Born in Mississippi in 1924, Campbell suffered a near fatal case of childhood pneumonia. After recovering, Campbell felt that he had been delivered by providence, and was destined for the ministry. He was ordained at age seventeen before attending Louisiana College and serving in the South Pacific during World War II. Campbell went on to study at Wake Forest, Tulane and Yale, after which he briefly pastored a Baptist church in Taylor, Louisiana. He quickly learned that the life of a small town minister was not for him, and attempted a career in academia, thinking a university would offer him more freedom than church, which he insists "is a verb, not a noun." He served as director of religious life at the University of Mississippi from 1954 to 1956, during which time he felt stifled by a similar degree of institutional pressure.

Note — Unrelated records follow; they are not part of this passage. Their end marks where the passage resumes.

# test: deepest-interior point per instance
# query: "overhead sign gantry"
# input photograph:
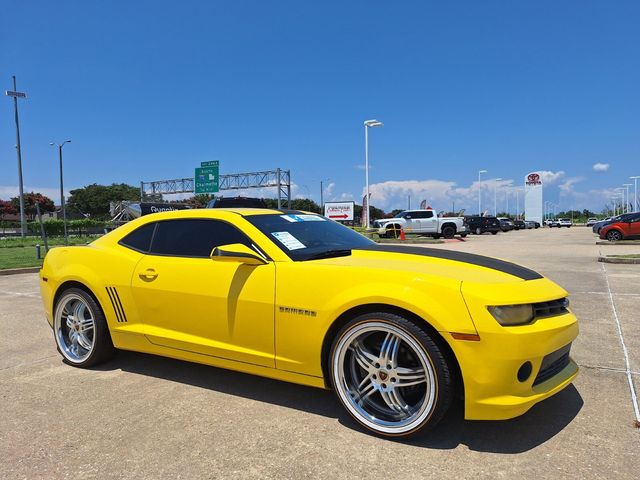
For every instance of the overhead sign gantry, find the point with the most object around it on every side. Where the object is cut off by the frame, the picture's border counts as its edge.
(281, 179)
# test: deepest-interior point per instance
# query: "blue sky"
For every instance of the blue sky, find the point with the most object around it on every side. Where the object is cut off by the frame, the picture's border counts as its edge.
(147, 90)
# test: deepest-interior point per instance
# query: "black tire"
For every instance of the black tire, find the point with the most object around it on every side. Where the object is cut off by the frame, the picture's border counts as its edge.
(102, 348)
(438, 379)
(614, 235)
(448, 231)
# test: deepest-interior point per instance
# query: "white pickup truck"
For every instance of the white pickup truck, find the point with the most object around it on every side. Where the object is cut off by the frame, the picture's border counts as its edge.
(422, 222)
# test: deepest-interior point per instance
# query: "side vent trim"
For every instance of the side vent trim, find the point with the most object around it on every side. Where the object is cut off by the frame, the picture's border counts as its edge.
(116, 304)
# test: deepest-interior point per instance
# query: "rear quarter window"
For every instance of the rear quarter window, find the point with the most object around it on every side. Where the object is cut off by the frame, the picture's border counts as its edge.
(140, 238)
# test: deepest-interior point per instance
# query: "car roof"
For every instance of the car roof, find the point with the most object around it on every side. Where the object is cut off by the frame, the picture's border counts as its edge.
(214, 213)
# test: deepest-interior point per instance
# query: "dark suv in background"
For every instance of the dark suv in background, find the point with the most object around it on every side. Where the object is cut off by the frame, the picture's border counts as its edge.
(480, 225)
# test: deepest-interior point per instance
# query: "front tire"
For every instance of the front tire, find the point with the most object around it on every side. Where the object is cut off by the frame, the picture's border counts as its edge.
(614, 235)
(390, 375)
(80, 329)
(448, 231)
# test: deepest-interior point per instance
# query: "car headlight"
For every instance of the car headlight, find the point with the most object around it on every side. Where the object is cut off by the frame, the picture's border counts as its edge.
(508, 315)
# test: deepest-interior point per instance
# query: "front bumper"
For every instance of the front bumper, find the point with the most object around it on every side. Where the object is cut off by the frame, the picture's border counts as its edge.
(491, 367)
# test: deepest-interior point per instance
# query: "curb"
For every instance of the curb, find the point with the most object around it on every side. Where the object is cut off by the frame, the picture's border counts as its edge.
(415, 242)
(621, 242)
(619, 260)
(17, 271)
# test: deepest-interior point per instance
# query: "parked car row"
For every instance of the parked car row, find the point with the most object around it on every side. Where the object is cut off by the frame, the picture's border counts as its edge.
(622, 227)
(480, 225)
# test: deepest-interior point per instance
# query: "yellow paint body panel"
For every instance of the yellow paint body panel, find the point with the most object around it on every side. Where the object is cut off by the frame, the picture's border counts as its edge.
(273, 319)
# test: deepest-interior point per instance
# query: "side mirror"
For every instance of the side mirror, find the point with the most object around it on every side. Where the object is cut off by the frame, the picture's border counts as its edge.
(237, 252)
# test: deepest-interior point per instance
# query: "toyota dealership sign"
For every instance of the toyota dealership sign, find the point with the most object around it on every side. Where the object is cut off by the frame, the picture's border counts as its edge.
(533, 197)
(341, 211)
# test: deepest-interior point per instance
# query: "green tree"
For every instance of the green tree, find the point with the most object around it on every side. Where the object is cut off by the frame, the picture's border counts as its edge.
(6, 208)
(94, 199)
(30, 200)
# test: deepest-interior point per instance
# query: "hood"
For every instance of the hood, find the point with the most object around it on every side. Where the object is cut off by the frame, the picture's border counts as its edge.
(450, 264)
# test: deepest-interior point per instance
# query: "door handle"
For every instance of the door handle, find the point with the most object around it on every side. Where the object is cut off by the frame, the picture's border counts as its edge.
(148, 275)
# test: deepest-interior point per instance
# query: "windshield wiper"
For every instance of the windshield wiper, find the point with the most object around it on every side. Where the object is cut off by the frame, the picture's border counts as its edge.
(330, 253)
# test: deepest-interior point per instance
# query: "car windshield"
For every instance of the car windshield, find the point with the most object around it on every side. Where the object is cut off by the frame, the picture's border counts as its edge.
(308, 236)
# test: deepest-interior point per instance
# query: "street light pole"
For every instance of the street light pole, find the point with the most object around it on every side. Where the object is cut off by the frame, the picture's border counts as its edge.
(15, 94)
(495, 196)
(322, 193)
(480, 172)
(635, 195)
(368, 124)
(627, 204)
(62, 206)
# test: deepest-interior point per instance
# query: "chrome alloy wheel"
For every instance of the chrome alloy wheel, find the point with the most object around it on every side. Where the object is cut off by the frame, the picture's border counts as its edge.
(384, 377)
(74, 327)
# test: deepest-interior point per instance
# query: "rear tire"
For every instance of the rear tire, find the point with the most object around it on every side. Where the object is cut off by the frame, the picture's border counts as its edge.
(80, 329)
(389, 375)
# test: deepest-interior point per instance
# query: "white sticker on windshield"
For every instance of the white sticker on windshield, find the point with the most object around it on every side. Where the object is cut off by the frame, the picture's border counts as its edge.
(288, 240)
(303, 218)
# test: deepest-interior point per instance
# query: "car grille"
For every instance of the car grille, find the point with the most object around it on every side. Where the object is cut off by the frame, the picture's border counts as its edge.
(553, 364)
(551, 308)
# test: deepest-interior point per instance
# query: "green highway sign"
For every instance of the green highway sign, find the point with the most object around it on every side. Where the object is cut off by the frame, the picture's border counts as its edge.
(206, 177)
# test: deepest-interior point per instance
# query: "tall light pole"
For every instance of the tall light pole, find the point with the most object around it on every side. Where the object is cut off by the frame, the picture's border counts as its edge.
(64, 210)
(480, 172)
(367, 125)
(495, 196)
(626, 186)
(15, 94)
(635, 195)
(322, 193)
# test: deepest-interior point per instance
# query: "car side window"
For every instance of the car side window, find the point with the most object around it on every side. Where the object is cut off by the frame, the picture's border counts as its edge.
(140, 238)
(194, 237)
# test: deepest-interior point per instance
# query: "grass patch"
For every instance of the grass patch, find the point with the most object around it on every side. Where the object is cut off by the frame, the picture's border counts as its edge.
(9, 242)
(19, 257)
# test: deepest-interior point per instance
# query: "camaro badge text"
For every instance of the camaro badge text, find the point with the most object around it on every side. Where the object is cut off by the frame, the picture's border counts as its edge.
(298, 311)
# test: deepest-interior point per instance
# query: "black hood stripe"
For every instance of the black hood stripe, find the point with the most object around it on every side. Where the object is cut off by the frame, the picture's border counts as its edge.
(487, 262)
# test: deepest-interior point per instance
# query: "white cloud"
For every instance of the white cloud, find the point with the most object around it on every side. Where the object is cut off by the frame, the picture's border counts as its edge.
(566, 187)
(548, 177)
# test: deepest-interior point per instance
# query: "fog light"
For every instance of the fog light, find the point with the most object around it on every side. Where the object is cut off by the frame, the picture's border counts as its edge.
(524, 372)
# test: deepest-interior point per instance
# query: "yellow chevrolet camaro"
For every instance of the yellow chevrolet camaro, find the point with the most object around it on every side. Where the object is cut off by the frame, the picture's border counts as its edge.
(395, 331)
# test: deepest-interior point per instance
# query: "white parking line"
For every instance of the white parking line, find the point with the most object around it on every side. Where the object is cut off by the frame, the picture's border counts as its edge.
(634, 397)
(20, 294)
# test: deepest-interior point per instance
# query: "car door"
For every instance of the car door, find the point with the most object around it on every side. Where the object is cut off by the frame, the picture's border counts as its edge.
(190, 302)
(634, 226)
(428, 222)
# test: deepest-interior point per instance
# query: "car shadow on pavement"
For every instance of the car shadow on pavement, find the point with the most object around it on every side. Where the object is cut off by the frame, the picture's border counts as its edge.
(541, 423)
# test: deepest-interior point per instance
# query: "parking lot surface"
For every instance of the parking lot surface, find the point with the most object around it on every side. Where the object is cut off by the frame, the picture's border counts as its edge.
(141, 416)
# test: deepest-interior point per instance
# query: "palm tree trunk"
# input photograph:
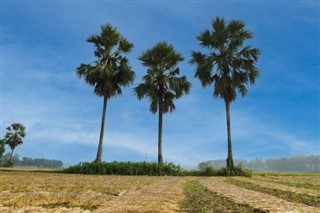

His relationship with a group of missionaries who provided medical treatment to the needy, regardless of race, was controversial at the University, as were similar activities of his.

Civil Rights Era

Campbell left the University to serve as Executive Director of the National Council of Churches' Summer Project operating out of Nashville, Tennessee. There, Campbell kept a low profile while participating in a variety of civil rights conferences and direct actions. When nine black students planned to integrate Little Rock's Central High School, Campbell was among four adults who accompanied them on their first attempt, upon which they were turned away. In 1962, Campbell once again felt stifled by the organization he was a part of and left the National Council of Churches to join the Committee for Southern Churchmen. Campbell has always had more of a passion for spreading a gospel of reconciliation than for aggressive public activism. He currently lives with his wife Brenda on a farm in rural Tennessee where they have raised three children. He has written seventeen books and continues to lecture and preach his version of "first-century" style Christianity.